If (in the passage from God and the State discussed in the last post) Bakunin has not simply changed the meaning of the word “authority” from one paragraph to the next, as he moves from his general critique to his consideration of “the authority of the bootmaker,” then we presumably have a case in which authority must indeed be rejected when considered in general, but cannot be spurned or simply pushed away (repoussé) in the messy realm of practice, where the limits of our knowledge and the limitations of our animality confront us on a regular basis. We find ourselves forced to reject authority and not spurn it because these same limitations apply to all human beings. So we are forced to accept, however reluctantly, apparent authority on a temporary basis and we seek to limit the damage by seeking confirmation from other sources. That’s “life,” Bakunin tells us: alternating instances of command and subordination, imposed but never legitimated by our material conditions and offset as much as possible by the division and association of labors.
This should all really look quite familiar. Think of Proudhon’s developing thought on the question of property. Only a couple of years had passed after his declaration that “property is theft” when, in his Arguments to the Public Prosecutor of the Right of Property, he argued that the way to neutralize property was to generalize it.
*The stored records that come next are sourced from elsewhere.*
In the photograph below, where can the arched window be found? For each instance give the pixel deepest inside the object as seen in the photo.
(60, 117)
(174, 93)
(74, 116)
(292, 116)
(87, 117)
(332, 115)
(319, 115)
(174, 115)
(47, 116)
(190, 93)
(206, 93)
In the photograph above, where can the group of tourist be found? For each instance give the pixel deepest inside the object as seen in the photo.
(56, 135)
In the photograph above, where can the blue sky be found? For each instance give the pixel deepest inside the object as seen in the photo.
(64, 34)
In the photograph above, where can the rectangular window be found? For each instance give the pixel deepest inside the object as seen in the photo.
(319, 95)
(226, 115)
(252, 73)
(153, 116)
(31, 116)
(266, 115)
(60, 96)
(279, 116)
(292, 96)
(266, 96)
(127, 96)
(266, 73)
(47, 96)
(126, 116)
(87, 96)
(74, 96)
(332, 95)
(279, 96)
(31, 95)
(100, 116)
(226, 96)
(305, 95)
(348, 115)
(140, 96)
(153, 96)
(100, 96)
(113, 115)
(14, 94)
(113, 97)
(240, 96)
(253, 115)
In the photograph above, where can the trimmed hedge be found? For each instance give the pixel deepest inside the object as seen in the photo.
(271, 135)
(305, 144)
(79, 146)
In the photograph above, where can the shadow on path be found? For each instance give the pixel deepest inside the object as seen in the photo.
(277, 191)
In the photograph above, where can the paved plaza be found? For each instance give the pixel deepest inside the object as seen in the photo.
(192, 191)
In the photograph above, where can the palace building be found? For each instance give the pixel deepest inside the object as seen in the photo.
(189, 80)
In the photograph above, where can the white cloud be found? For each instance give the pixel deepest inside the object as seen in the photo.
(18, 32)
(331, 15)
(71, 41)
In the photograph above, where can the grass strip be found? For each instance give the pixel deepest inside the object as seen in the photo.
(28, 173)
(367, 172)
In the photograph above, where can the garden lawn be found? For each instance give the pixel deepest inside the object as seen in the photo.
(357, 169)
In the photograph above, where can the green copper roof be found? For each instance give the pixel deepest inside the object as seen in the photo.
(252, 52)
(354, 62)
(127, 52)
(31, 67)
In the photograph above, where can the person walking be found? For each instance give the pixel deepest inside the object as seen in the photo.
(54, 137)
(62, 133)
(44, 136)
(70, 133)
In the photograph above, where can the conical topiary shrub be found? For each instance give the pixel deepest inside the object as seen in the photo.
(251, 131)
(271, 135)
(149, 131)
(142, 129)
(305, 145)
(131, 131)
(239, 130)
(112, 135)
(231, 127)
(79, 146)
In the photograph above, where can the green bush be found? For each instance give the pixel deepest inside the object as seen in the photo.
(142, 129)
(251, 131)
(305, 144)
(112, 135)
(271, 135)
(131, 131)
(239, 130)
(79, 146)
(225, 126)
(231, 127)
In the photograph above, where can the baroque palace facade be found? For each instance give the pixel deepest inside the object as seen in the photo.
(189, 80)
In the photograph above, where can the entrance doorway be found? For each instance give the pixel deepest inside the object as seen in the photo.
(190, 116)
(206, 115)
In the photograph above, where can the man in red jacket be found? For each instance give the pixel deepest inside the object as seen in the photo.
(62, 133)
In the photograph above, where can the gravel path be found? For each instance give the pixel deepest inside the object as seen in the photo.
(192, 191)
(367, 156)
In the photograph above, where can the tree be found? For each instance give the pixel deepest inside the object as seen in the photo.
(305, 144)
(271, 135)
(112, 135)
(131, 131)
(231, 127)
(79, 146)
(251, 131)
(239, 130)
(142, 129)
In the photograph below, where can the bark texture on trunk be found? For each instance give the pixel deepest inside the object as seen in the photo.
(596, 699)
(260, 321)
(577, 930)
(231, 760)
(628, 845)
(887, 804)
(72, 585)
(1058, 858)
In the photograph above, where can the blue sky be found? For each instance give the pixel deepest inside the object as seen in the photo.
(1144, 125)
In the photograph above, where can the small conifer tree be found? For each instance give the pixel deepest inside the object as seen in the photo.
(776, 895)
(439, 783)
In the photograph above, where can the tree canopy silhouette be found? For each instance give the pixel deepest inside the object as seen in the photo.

His mock-reassurance to the members of the jury is probably one of the funniest things he ever wrote:
I have only written one thing in my life, gentlemen jurors, and I will tell you that thing right away, so there is no question: Property is robbery. And do you know what I have concluded from that? In order to abolish that species of robbery, it is necessary to universalize it. I am, you see, gentlemen, as conservative as you; and whoever would tell you the contrary, would prove by that alone that they have understood nothing of my books, and, I would say, nothing of the things of this world.
And, of course, as we see so many places in his work, the answer to injustice is equal distribution and balance, even when it is a question of distributing and balancing potential evils:
Thus, profit, interest, the right of increase, property or suzerainty, is a usurpation, a theft, as Diderot said, more than a century ago, and yet society could live only with the aid of that theft, which will no longer be one, as soon as by the irresistible force of institutions it will become general, and which will cease completely when an integral education has rendered all the citizens equal in merit and in dignity.
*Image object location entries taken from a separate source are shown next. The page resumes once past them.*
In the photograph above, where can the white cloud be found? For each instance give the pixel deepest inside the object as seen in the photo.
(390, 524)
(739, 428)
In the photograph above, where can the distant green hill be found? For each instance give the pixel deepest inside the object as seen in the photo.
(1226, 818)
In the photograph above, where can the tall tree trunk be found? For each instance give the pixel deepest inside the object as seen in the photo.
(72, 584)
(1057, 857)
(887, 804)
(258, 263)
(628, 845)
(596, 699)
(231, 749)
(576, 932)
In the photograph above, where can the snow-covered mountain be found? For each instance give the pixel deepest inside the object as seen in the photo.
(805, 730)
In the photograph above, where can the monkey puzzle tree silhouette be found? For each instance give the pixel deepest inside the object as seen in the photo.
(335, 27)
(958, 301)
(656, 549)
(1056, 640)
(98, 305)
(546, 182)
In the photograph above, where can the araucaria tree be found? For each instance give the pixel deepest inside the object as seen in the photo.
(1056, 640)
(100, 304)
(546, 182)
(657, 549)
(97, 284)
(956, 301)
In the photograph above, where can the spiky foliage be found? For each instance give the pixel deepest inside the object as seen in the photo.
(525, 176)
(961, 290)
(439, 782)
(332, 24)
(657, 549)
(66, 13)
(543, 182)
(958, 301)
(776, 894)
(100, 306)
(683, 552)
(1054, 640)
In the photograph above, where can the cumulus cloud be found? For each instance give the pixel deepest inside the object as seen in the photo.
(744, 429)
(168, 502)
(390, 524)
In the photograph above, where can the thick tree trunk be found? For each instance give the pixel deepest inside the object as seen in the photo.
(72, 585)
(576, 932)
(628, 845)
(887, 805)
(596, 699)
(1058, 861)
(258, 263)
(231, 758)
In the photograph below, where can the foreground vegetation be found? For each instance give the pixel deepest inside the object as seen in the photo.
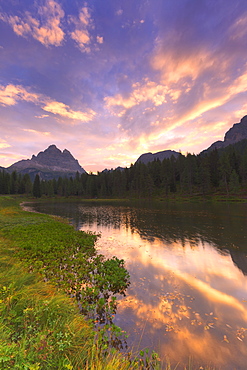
(40, 327)
(41, 259)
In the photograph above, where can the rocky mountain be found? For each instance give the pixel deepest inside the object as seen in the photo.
(149, 157)
(51, 163)
(236, 133)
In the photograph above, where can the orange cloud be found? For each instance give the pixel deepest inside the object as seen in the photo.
(65, 111)
(45, 133)
(175, 66)
(148, 91)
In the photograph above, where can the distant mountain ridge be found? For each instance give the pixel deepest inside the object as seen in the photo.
(235, 134)
(149, 157)
(51, 163)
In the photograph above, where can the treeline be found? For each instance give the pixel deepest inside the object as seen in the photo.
(220, 171)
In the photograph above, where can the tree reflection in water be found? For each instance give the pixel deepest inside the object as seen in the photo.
(187, 264)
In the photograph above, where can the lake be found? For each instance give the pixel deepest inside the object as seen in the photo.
(188, 268)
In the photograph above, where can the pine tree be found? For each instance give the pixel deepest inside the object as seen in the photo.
(36, 187)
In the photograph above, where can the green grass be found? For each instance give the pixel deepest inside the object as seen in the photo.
(40, 326)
The claim that “society could live only with the aid of that theft” should probably be read, in Bakunin’s language, as a recognition of conditions imposed by our individual limitations.
So, perhaps, rather than an instance of Bakunin’s sloppiness or a “legitimate” exception to our general anti-authoritarian stance, we are looking at a clue to something fundamental about the anarchist project. Anarchism is, after all, the ongoing and ever more rigorous application of an anti-authoritarian ideal to conditions that are anything but in harmony or sympathy to it. The question becomes: What does the advance of that project look like? How does we oppose authority in practical terms? Proudhon framed the project in terms of “the elimination of the absolute.” Now, the character of the absolute is that it does not mix and mingle, does not offer itself up for comparisons and second opinions, and encourages us to make the leap (in the terms we’ve been using here) from necessity to legitimacy. But the necessary is (in those terms) just the stuff we have to deal with, right here and right now. If we cannot simply push it away, without leaving the realm of good or common sense, we need not give it any power not imposed by very specific, generally transitory circumstances.
The anarchist project, then, would not be some doomed opposition to the inevitable, but a matter of knowing the very narrow limits of any particular inevitability. This is perhaps some of what Proudhon was getting at when, in the “Study on Ideas” in Justice, he said:
I intend to suppress none of the things of which I have made such a resolute critique. I flatter myself that I do only two things: that is, first, to teach you put each thing in its place, after having purged it of the absolute and balanced it with other things; then, to show you that the things that you know, and that you have such fear of losing, are not the only ones that exist, and that there are considerably more of which you still must take account.
The various parts of this program are in large parts simply different sides of the same act. When we really “put each thing in its place,” the spell of the absolute is necessarily broken. As we identify that “place” in time and space, other times and spaces, other things, naturally emerge as alternatives. Anarchy emerges less in the form—or formlessness—of specific institutions, but in the practical application of a perspective that refuses to linger too long or grant too much significance to any of the things the world presents to us. And that restless perspective—something like Fourier’s papillon passion—is probably nothing more than a sane response to the real conditions of what Bakunin called our human animality.